Régulièrement la Cour des comptes a dénoncé vertement ce qui s'apparente à du racket et même une situation de rente digne de l'Ancien régime, pointant des hausses tarifaires injustifiables - j'y suis revenu à plusieurs reprises sur ce blog. Ses rapports réguliers, ainsi que ceux de l’Autorité de la Concurrence, ont ainsi démontré que les sociétés françaises d’autoroutes affichent une rentabilité exceptionnelle qui ne se justifie ni par leurs coûts ni par les risques auxquels elles sont exposées. Pire, il a été établi que les sociétés concessionnaires ne respectaient pas les règles de bonne gestion et de transparence pourtant incluses dans le contrat de vente originel.

Tant et si bien que Manuel Valls s'est senti obligé de hausser le ton. Mais c'était pour du beurre : après avoir menacé de résilier les contrats et avoir commandé un rapport parlementaire révélant la vérité crue, le Premier ministre a capitulé en rase campagne, obtenant quelques vagues assurances contre... l'allongement de la durée des concessions ! Mon collègue Jean-Paul Chanteguet, député PS, a alors dénoncé publiquement une manipulation et claqué la porte avec fracas du groupe de travail sur les autoroutes qu'il présidait.

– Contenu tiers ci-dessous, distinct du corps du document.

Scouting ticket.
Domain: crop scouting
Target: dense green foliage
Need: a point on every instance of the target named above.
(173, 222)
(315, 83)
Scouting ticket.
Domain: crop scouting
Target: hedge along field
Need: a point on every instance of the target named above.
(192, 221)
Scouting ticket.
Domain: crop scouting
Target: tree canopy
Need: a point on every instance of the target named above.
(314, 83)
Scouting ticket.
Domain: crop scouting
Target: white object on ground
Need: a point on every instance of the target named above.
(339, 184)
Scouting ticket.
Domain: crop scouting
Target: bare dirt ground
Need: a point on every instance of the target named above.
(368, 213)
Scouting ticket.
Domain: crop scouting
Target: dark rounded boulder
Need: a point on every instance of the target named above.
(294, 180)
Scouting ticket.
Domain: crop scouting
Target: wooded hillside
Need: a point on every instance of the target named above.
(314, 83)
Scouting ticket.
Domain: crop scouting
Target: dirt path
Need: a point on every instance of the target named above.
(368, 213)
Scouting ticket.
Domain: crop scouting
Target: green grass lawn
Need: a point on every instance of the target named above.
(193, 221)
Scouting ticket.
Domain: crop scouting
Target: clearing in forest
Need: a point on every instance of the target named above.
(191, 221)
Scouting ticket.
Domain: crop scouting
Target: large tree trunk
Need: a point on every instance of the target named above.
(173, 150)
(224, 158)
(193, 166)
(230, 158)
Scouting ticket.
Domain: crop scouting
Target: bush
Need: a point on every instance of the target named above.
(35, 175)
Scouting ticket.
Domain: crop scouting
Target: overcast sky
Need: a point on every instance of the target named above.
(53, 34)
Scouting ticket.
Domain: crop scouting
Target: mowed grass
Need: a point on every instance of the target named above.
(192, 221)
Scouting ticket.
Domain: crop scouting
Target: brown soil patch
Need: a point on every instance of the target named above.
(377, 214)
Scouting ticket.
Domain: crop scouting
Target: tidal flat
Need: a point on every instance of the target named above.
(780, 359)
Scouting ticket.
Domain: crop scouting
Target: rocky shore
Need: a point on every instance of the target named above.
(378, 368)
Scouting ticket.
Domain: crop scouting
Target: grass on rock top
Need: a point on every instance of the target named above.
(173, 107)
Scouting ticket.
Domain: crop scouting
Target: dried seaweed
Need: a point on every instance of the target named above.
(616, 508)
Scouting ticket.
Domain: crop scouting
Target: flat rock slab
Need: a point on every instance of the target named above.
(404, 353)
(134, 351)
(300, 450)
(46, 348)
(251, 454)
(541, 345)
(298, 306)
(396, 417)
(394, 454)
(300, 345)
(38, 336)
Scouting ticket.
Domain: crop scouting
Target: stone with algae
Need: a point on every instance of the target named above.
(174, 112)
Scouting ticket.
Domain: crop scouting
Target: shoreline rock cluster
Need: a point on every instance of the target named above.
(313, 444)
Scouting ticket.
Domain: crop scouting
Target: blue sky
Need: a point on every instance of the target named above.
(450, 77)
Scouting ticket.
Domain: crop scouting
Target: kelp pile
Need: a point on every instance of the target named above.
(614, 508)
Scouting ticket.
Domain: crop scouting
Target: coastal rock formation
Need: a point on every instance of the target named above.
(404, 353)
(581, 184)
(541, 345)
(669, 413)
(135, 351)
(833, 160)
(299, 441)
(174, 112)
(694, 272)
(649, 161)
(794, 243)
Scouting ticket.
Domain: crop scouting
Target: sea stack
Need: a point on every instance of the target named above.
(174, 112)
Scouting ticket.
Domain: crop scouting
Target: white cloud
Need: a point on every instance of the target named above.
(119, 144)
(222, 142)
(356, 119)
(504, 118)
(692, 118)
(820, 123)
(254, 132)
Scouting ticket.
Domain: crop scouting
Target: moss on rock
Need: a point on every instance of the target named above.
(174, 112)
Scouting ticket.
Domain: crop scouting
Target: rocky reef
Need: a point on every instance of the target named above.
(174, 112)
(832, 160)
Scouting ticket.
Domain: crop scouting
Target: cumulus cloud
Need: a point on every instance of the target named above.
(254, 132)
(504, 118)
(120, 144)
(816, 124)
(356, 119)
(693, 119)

Il réclamait avec bon sens ce que nombre de parlementaires et une écrasante majorité de Français attendent maintenant depuis 10 ans : l'annulation pure et simple de cette vente scélérate. Chacun aura désormais compris que cette mesure de justice élémentaire et d'intérêt général évident ne sera pas, hélas, prise par le PS ni l'opposition. Alors qu'en ces mois d'été nos concitoyens sont des centaines de milliers à se faire tondre sous le regard impassible de gouvernants démissionnaires, je renouvelle mon engagement devant les Français d'en finir avec ce scandale : le rachat de ces sociétés d’autoroutes doit se faire au prix où elles ont été vendues en 2006, augmenté des quelques investissements faits par ces sociétés et surtout diminué des bénéfices illégitimes réalisés par elles depuis cette vente. Je porterai cette question, et toutes celles d'importance nationale que taisent les partis dominants, au cœur de la campagne présidentielle de 2017.